11.5.2000

I used to be jealous of all the things other people had. Not bitter, just plain old jealous. I envied their lives and friends and drawing skills and their parents and their trips and the books they had read. I would've done almost anything to change my life with theirs. This was most of the times. Occasionally I then had those irrational moments when I was convinced that my life was great and that I'd never want to change it with anyone else's experiences. This was accomppanied with thoughts that my life was hard to make me more mature and a better person and that there was some ultimate plan for all living beings and that there was a reason why I'd feel bad and that if I felt terrible, it'd mean that someone else felt less terrible. Of course it wasn't a question of one night only. I'd believe something one day, the complete reverse the other day. You have to bear in mind that I was very young then, and although I felt old and worn and thought I should've been hundred years old instead of what I was, I was still a child. There's the need to explain everything. When you're a kid, just irrational, no-reason bad luck is no option. Because there has to be a reason for everything, there has to be something you can trust. Otherwise it's simply unbearable. Excuses are the easiest way out of it.
I never thought of myself as child back then. I don't know if anyone ever thinks they're children when they're children, if they ever blame their immaturity for anything. I don't think so though. There were a lot of mean kids. And they did so much to look so mature. They'd act like little adults, fuck up their own heads like they thought adults did. They'd all act a certain role, all do certain stuff to impress their peers. Being a melancholoc depressed child is no different from being a rowdy, mean kid. Not really.
A said she was a mean kid. That she was a stupid kid. She hated her childhood memories because she couldn't accept them, deal with the fact that what's gone is gone and what's done is done, and you just need to get your act back together and continue. She'd feel terrible and bitter because of the people who'd been mean to her and she couldn't stand a sight of kids. She said that all kids were mean, terrible, selfish creatures. I guess she's a bit better now. She just has so much rage inside her. She can't forgive.

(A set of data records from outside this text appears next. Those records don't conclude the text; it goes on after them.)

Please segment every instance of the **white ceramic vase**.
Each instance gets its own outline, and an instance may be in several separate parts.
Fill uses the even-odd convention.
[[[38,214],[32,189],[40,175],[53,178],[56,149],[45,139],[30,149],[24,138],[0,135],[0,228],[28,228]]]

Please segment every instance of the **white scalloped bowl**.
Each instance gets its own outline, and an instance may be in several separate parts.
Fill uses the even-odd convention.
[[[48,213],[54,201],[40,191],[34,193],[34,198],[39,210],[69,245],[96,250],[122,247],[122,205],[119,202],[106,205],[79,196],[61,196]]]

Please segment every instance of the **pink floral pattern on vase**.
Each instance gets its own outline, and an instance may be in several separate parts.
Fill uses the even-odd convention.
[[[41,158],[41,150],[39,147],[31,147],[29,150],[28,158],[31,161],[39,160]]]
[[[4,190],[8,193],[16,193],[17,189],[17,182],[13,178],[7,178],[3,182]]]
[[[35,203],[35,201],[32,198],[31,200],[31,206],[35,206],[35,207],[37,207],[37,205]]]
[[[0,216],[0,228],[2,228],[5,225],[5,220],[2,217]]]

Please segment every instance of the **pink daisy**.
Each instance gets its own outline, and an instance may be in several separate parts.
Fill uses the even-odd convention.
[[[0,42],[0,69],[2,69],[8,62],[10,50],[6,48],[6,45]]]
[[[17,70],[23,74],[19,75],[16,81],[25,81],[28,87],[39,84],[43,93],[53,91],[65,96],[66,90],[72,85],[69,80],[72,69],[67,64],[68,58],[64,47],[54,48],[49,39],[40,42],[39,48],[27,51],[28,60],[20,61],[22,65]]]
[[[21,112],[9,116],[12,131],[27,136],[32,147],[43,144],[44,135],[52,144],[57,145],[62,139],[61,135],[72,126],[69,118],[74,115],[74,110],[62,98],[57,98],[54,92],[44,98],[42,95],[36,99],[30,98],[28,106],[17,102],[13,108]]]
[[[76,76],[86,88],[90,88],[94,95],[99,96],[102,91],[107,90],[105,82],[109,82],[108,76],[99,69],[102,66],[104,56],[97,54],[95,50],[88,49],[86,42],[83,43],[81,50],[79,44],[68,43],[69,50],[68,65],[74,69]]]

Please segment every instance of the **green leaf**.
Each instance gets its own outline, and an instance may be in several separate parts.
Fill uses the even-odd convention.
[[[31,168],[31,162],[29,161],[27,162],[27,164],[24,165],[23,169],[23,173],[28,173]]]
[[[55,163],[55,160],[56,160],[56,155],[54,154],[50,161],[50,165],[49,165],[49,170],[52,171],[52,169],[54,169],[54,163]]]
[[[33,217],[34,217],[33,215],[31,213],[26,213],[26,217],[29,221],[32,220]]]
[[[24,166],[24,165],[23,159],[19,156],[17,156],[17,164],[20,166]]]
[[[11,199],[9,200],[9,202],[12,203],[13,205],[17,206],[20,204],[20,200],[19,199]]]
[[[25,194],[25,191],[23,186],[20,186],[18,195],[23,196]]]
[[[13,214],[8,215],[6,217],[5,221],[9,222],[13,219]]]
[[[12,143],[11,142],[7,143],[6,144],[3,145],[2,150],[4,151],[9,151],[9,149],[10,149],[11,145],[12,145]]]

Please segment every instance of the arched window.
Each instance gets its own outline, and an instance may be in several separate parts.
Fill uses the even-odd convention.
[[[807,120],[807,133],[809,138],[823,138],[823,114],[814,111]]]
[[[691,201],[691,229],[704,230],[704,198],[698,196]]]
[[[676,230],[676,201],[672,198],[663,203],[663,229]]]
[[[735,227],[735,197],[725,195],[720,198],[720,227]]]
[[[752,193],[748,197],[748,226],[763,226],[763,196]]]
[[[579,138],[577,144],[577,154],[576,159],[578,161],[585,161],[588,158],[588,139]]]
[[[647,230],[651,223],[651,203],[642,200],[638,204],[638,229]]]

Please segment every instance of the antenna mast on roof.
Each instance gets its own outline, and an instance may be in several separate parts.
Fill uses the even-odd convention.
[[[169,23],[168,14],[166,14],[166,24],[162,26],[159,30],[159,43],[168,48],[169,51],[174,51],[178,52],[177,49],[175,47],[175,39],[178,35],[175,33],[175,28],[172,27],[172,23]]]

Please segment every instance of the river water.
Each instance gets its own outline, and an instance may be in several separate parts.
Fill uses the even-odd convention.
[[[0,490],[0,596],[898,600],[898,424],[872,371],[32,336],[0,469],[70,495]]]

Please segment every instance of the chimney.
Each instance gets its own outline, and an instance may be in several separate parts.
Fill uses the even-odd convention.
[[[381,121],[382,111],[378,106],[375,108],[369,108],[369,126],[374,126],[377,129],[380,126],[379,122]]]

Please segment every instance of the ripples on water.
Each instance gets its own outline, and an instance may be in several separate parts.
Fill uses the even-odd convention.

I can't regard myself as a dumb kid. I can't condemn my mistakes. I can't bitch at myself for trusting people because I never trusted people. A thinks that's a virtue. A thinks things like that matter. That's there's some kind of line which divides bad people and good people, that all of us are judged, that all our deeds are either good or bad. She's very much like a fundamental christian in that way. She'd never admit that because she thinks religion is stupid. She's black and white that way.
I can't be angry. It's both a question of bad luck and good luck. I can't hate because I (can) understand. I don't accept things but I generally understand why they're done. Sometimes even too much. Some things need to be condamned, they say, but I can't. Not really. Because I still believe there's a reason for everything, that there are things that need to be done, however bad or good the public opinion thinks they are. Sometimes I don't want to understand, I don't want to accept. Hatred can be protective, in some cases. It can give you reasons, it can give you a way to reject everything unpleasant. Hatred masks the pain.

Hatred can also be an energy. It can be a good thing. I've never been able to see hatred as a good thing though. Not in the people I know. Not being angry makes me sit still and just wait till I die. There's a paralyzing effect of justifying. I don't hate hatred. There's a saying on that, "never hate hatred, never be afraid of fear". I don't know if there's an equivalent of that in English. I'm too tired to find out. I can accept a certain level of it but I can't accept manifesting it. I can't accept any thing done because of it, inspired by it. That's why I can't use it as an energy either. There's something very fundamental in that. Hatred, to me, means hurting others. You do anything else but you don't hurt others. If you can't express your anger without wanting to hurt someone, you don't express it at all.
I'm afraid of hatred. I'm afraid of the things it makes people do.
(So, yeah, there's a limit even my let's-all-understand-each-other -philosophy doesn't cross.)